Question

Use the estimate \(R_{N} \leq \int_{N}^{\infty} f(t) d t\) to find a bound for the remainder \(R_{N}=\sum_{n=1}^{\infty} a_{n}-\sum_{n=1}^{N} a_{n}\) where \(a_{n}=f(n)\). \(\sum_{n=1}^{1000} \frac{1}{n^{3}}\)

Short answer

The remainder is bounded by \( \frac{1}{2,000,000} \).

Step-by-step solution

Identify the Function

The first step is to identify the function represented by the series. Here, we are given that \( a_n = f(n) = \frac{1}{n^3} \). This function is the sequence term of the series \( \sum_{n=1}^{\infty} \frac{1}{n^3} \).

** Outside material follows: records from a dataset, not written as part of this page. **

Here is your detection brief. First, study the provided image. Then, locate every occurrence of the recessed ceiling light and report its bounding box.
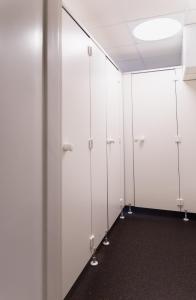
[133,18,182,41]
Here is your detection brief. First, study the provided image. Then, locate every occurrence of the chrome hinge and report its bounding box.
[89,234,95,251]
[88,46,93,56]
[88,139,93,150]
[175,135,182,144]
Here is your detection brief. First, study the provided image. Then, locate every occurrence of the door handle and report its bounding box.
[134,135,145,143]
[107,138,115,145]
[63,144,73,152]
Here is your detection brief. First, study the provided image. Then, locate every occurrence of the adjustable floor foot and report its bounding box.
[103,235,110,246]
[120,210,125,220]
[90,255,99,267]
[183,210,189,222]
[128,205,133,215]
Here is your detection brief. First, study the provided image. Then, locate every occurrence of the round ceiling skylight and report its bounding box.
[133,18,182,41]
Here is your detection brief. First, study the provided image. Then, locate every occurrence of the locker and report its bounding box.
[107,61,121,227]
[90,42,107,248]
[176,69,196,213]
[123,74,134,205]
[132,70,179,210]
[62,11,91,296]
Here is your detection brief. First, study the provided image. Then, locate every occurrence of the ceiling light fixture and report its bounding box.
[133,18,182,41]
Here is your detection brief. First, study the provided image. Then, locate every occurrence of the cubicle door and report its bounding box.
[107,61,121,227]
[61,11,91,296]
[132,70,179,210]
[90,43,107,247]
[176,69,196,213]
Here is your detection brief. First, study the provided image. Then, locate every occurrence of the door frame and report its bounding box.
[43,0,62,300]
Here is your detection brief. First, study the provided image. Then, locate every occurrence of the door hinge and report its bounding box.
[175,135,182,144]
[88,139,93,150]
[88,46,93,56]
[89,234,95,251]
[176,198,184,207]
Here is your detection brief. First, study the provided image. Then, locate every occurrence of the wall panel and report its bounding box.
[90,43,107,247]
[176,69,196,213]
[0,0,43,300]
[62,11,91,295]
[132,70,179,210]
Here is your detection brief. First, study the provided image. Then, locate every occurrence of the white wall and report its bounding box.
[0,0,43,300]
[183,24,196,80]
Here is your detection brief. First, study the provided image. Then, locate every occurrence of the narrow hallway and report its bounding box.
[65,213,196,300]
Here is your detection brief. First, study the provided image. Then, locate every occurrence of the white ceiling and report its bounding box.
[63,0,196,72]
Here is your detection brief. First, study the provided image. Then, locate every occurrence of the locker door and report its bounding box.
[62,11,91,296]
[176,70,196,213]
[107,61,121,227]
[117,73,125,203]
[90,43,107,247]
[132,70,179,210]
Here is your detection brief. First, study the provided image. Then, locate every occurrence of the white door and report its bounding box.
[132,70,179,210]
[176,70,196,213]
[90,43,107,247]
[107,61,121,227]
[62,11,91,296]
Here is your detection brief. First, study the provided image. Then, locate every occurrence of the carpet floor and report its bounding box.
[66,213,196,300]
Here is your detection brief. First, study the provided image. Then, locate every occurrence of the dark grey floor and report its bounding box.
[66,213,196,300]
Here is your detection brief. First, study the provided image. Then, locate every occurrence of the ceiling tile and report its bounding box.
[106,45,139,60]
[137,34,182,58]
[127,13,185,44]
[118,0,188,21]
[91,24,135,48]
[188,0,196,9]
[185,9,196,25]
[143,53,182,69]
[63,0,123,28]
[116,60,144,72]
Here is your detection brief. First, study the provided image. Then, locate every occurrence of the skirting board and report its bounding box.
[124,205,196,220]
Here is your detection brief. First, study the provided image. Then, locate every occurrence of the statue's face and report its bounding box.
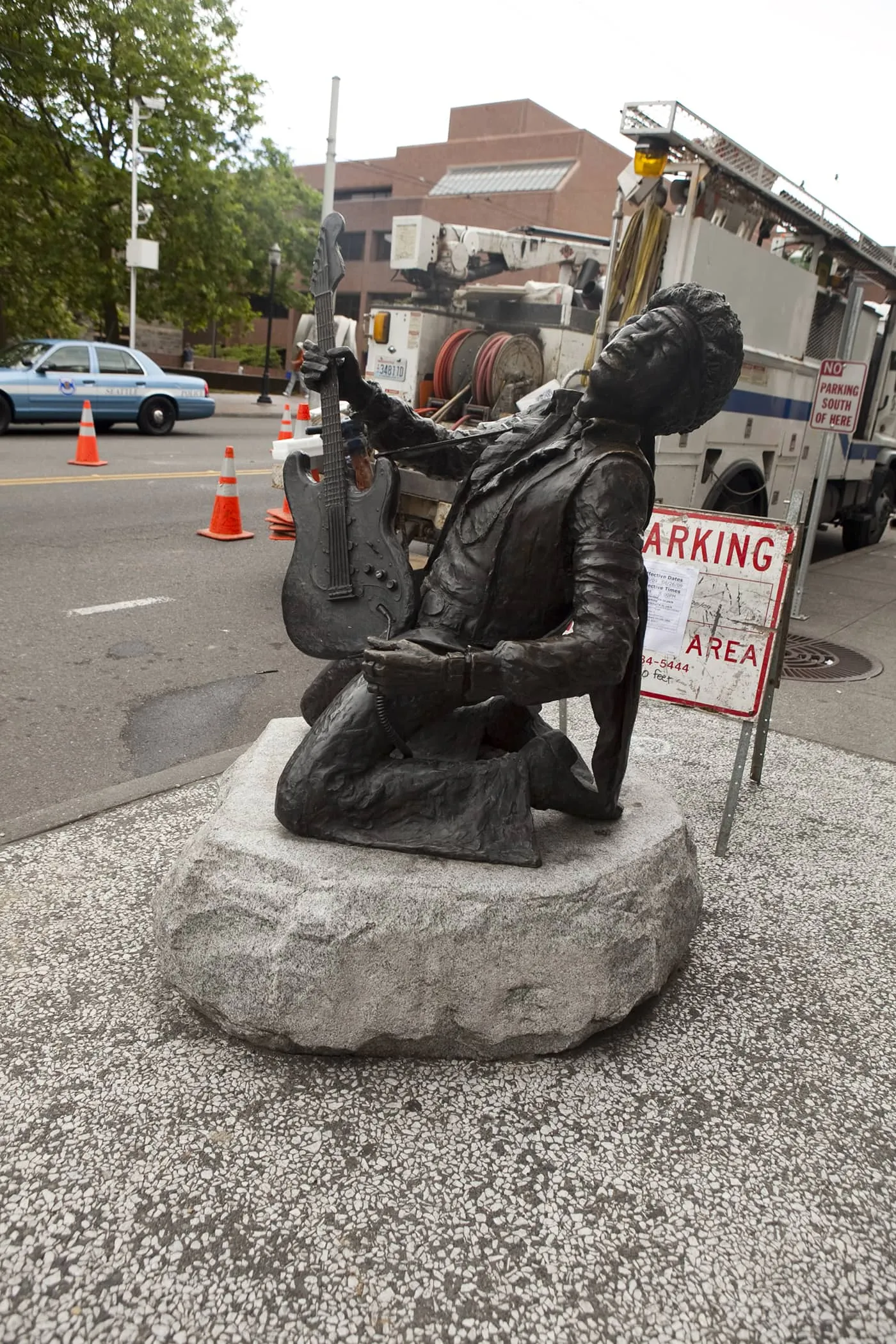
[583,308,689,424]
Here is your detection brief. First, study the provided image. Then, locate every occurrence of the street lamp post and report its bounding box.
[258,243,282,406]
[126,94,165,349]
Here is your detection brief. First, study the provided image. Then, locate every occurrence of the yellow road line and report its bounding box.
[0,467,271,485]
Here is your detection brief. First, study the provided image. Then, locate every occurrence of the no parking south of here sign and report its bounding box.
[641,508,796,719]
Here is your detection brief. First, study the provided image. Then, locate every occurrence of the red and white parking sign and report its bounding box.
[641,507,796,719]
[809,359,868,434]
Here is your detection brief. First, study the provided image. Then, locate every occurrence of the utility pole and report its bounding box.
[126,95,165,349]
[257,243,282,406]
[790,281,865,621]
[321,76,339,220]
[127,98,140,349]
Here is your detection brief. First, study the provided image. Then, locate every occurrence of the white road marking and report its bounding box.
[66,596,175,616]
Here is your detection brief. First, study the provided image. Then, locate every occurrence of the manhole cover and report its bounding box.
[782,634,884,682]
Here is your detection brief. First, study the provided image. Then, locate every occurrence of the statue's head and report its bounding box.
[579,284,743,434]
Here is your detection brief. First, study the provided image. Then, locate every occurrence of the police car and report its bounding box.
[0,340,215,434]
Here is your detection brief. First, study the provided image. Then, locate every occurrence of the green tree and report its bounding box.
[0,0,320,340]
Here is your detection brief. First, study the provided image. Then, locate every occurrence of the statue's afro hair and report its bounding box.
[648,284,744,434]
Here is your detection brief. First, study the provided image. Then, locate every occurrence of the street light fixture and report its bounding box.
[126,94,165,349]
[257,243,284,406]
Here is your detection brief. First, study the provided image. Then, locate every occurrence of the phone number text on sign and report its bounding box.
[641,508,794,717]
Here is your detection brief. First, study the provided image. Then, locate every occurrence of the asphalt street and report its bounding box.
[0,397,870,840]
[0,413,322,832]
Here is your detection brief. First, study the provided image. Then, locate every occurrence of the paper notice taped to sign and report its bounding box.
[641,507,794,717]
[643,556,700,653]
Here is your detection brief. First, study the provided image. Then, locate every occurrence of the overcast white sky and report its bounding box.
[238,0,896,246]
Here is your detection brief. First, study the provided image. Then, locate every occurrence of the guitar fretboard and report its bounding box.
[314,292,353,598]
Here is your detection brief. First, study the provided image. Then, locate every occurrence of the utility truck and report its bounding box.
[365,102,896,550]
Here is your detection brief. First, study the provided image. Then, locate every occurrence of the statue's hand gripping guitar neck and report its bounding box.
[282,214,415,659]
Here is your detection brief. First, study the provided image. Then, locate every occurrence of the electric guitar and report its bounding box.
[282,214,415,659]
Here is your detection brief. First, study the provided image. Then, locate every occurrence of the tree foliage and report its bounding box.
[0,0,320,339]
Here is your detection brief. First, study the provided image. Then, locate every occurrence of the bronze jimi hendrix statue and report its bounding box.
[275,284,743,867]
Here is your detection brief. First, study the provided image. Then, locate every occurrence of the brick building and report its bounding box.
[260,98,628,360]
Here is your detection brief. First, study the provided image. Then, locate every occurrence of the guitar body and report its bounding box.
[284,453,417,659]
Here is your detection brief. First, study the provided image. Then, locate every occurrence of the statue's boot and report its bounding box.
[518,728,622,821]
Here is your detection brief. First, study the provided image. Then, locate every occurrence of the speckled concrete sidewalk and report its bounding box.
[0,706,896,1344]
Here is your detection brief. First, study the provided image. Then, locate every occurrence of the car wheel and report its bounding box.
[137,397,177,434]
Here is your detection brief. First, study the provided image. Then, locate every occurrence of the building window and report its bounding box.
[339,234,367,260]
[430,159,575,196]
[333,187,392,200]
[367,291,407,308]
[333,292,364,321]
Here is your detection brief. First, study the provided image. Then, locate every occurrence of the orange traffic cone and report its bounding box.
[196,444,255,541]
[68,402,109,467]
[276,402,293,444]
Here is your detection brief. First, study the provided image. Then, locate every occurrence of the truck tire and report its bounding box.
[137,397,177,434]
[844,472,896,551]
[703,462,769,518]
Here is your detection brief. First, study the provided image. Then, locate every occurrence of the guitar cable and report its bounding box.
[374,695,413,756]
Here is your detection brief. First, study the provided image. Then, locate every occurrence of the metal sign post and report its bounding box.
[791,281,865,621]
[749,491,803,783]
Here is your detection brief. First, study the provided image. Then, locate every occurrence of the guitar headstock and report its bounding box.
[312,211,345,298]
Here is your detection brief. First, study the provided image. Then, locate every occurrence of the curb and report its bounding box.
[0,742,252,848]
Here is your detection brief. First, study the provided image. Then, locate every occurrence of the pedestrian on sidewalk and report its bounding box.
[284,346,308,397]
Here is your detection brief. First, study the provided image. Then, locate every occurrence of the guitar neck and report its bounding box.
[314,293,345,509]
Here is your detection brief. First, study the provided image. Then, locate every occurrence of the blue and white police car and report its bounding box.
[0,339,215,434]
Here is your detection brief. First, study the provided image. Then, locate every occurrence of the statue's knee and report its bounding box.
[274,758,323,836]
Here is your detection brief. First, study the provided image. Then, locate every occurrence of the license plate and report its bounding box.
[374,359,407,383]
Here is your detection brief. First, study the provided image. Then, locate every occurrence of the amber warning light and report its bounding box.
[634,136,669,177]
[374,313,391,346]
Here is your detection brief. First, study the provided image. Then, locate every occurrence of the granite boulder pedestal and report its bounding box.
[154,719,701,1059]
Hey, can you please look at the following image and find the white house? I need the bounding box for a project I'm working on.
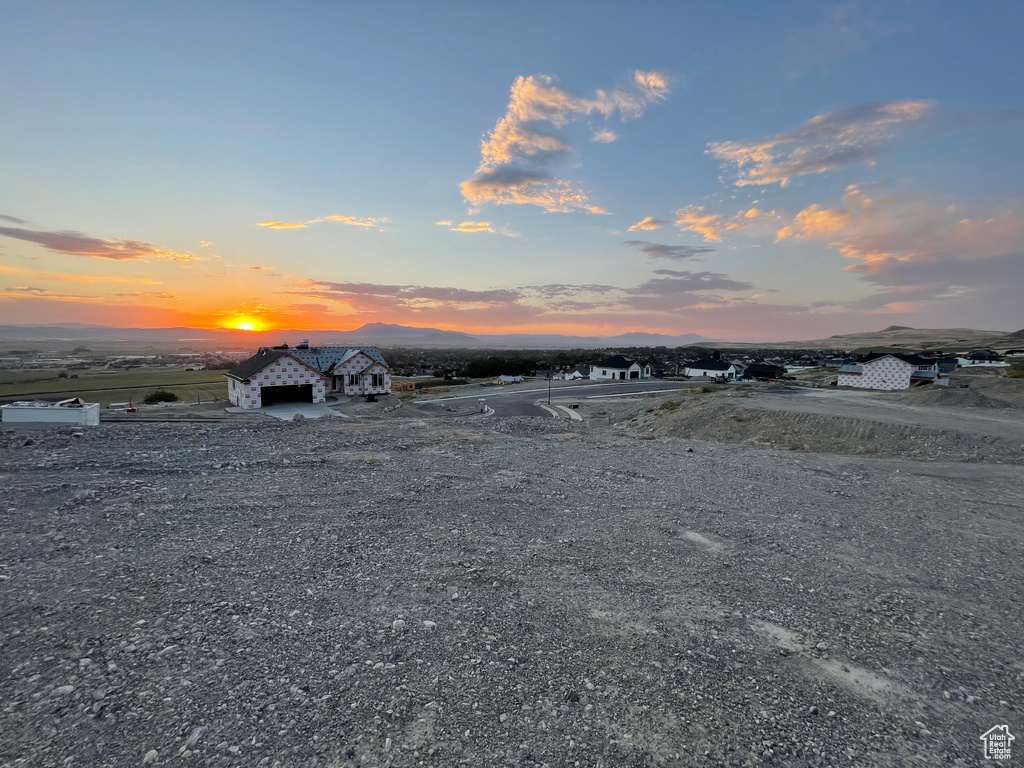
[590,354,650,381]
[838,352,937,389]
[683,360,736,379]
[0,397,99,427]
[225,341,391,409]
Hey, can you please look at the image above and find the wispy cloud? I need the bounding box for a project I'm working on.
[114,291,181,301]
[256,219,307,229]
[256,214,388,229]
[0,264,160,286]
[0,224,200,261]
[775,204,853,242]
[0,286,106,302]
[628,216,672,232]
[462,71,669,213]
[626,240,715,261]
[675,206,725,243]
[778,186,1024,308]
[324,215,388,226]
[708,100,932,186]
[782,2,910,79]
[452,221,494,232]
[625,269,753,311]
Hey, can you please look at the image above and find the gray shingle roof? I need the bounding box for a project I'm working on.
[590,354,636,369]
[686,359,732,371]
[224,347,288,381]
[226,347,390,381]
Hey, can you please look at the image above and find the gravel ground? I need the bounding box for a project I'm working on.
[0,409,1024,768]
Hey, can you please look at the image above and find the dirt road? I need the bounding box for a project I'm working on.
[0,415,1024,768]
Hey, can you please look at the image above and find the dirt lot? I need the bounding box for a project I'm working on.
[0,390,1024,768]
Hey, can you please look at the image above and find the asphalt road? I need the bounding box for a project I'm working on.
[416,379,707,419]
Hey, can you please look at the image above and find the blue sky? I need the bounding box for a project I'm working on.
[0,2,1024,339]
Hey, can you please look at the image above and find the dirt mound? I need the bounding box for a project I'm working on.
[621,400,1024,464]
[893,386,1013,408]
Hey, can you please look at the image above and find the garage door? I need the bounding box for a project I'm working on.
[259,384,313,408]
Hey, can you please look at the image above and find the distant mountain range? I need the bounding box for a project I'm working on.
[0,323,1024,351]
[0,323,709,349]
[713,326,1024,352]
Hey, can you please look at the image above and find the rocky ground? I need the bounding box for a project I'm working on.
[0,404,1024,768]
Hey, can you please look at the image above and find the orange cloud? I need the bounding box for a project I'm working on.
[629,216,670,232]
[325,215,388,226]
[708,99,932,186]
[452,221,494,232]
[0,226,200,262]
[256,214,388,229]
[775,204,853,243]
[0,264,160,286]
[114,291,181,301]
[256,219,308,229]
[675,206,723,243]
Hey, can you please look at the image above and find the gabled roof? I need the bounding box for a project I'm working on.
[224,347,288,381]
[860,352,935,366]
[225,346,391,381]
[686,359,732,371]
[288,347,387,374]
[590,354,640,368]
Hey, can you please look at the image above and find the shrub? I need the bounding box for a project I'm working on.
[142,389,178,406]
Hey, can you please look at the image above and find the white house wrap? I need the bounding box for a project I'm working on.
[226,342,391,409]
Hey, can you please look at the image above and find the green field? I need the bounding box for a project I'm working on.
[0,371,227,407]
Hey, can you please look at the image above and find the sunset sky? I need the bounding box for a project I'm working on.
[0,0,1024,340]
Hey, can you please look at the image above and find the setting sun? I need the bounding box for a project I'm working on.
[224,315,266,331]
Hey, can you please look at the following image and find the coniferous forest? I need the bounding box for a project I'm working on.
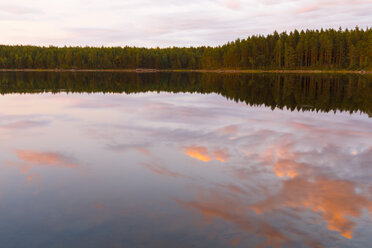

Rewrite the Remainder Bound Formula

Next, rewrite the remainder bound formula as \( R_N \leq \int_{N}^{\infty} f(t) \, dt \) using our function. For this problem, it becomes \( R_N \leq \int_{1000}^{\infty} \frac{1}{t^3} \, dt \) since we're summing up to \( N = 1000 \).

Set Up the Integral

Set up the improper integral \( \int_{1000}^{\infty} \frac{1}{t^3} \, dt \). This integral will be solved to find the bound on \( R_N \).

Solve the Integral

The antiderivative of \( \frac{1}{t^3} \) is \( -\frac{1}{2t^2} \). Evaluate the improper integral from 1000 to \( \infty \).\[ \int_{1000}^{\infty} \frac{1}{t^3} \, dt = \lim_{b \to \infty} \left[ -\frac{1}{2t^2} \right]_{1000}^{b} \] \[ = \lim_{b \to \infty} \left(-\frac{1}{2b^2} + \frac{1}{2(1000)^2}\right) \]As \( b \to \infty \), \(-\frac{1}{2b^2} \to 0\). So,\[ R_{1000} \leq \frac{1}{2 \times 1000^2} = \frac{1}{2,000,000} \].

Conclusion

We have computed the integral to find the remainder bound: \( R_{1000} \leq \frac{1}{2,000,000} \). Thus, the bound for the remainder of the series \( \sum_{n=1}^{\infty} \frac{1}{n^3} \) after the 1000th term is \( \frac{1}{2,000,000} \).

Key concepts

Improper Integrals

Improper integrals extend the concept of definite integrals to include intervals that are infinitely long or have unbounded functions. They are essential when dealing with functions that approach infinity. In these scenarios, we can't utilize standard integration methods since either the limits of integration or the function itself could be infinite. Instead, we use limits to express the idea of the integral.
For instance, when calculating the improper integral \( \int_{1000}^{\infty} \frac{1}{t^3} \, dt \), we replace the upper bound of infinity with a variable, like \( b \), and take the limit as \( b \to \infty \). Then, the integral is solved from 1000 to \( b \), allowing us to evaluate a definite value even when dealing with something seemingly boundless.
Such improper integrals are crucial when estimating series remainders because they help provide bounds for the sums that otherwise might be very challenging to calculate directly. It's a way of understanding the behavior of the series far beyond the finite cut-off point.

Convergence of Series

The convergence of an infinite series is a central topic in mathematical analysis. It determines whether a series approaches a finite limit as more terms are added, or whether it tends towards infinity or oscillates indefinitely.
The convergence of a series like \( \sum_{n=1}^{\infty} \frac{1}{n^3} \) can be tested using various methods, such as the integral test. This specific series is known as a p-series with \( p = 3 \). The integral test states that if \( f(n) = a_n \) is positive, continuous, and decreasing, then the series \( \sum_{n=1}^{\infty} a_n \) converges if the improper integral \( \int_{1}^{\infty} f(x) \, dx \) also converges.
If the integral converges, it implies that the original series also converges, thus confirming the sum of its infinite terms approaches a finite number. Strong understanding of series convergence is crucial for working out practical problems in calculus and analysis.

Antiderivatives

Antiderivatives, also known as indefinite integrals, are the reverse process of differentiation. Finding the antiderivative involves determining which function, when differentiated, leads to the integrand. In practical terms, having an antiderivative is vital for evaluating integrals and by extension improper integrals, which help bound series remainders.
For the function \( \frac{1}{t^3} \), we find its antiderivative by reversing the process of differentiation, yielding \( -\frac{1}{2t^2} \). This is key to solving \( \int_{1000}^{\infty} \frac{1}{t^3} \, dt \), allowing us to evaluate the improper integral by using limits and obtain a finite value.
Knowing how to compute antiderivatives allows us to understand the accumulation of quantities and compute areas and limits, making it a powerful tool in calculus.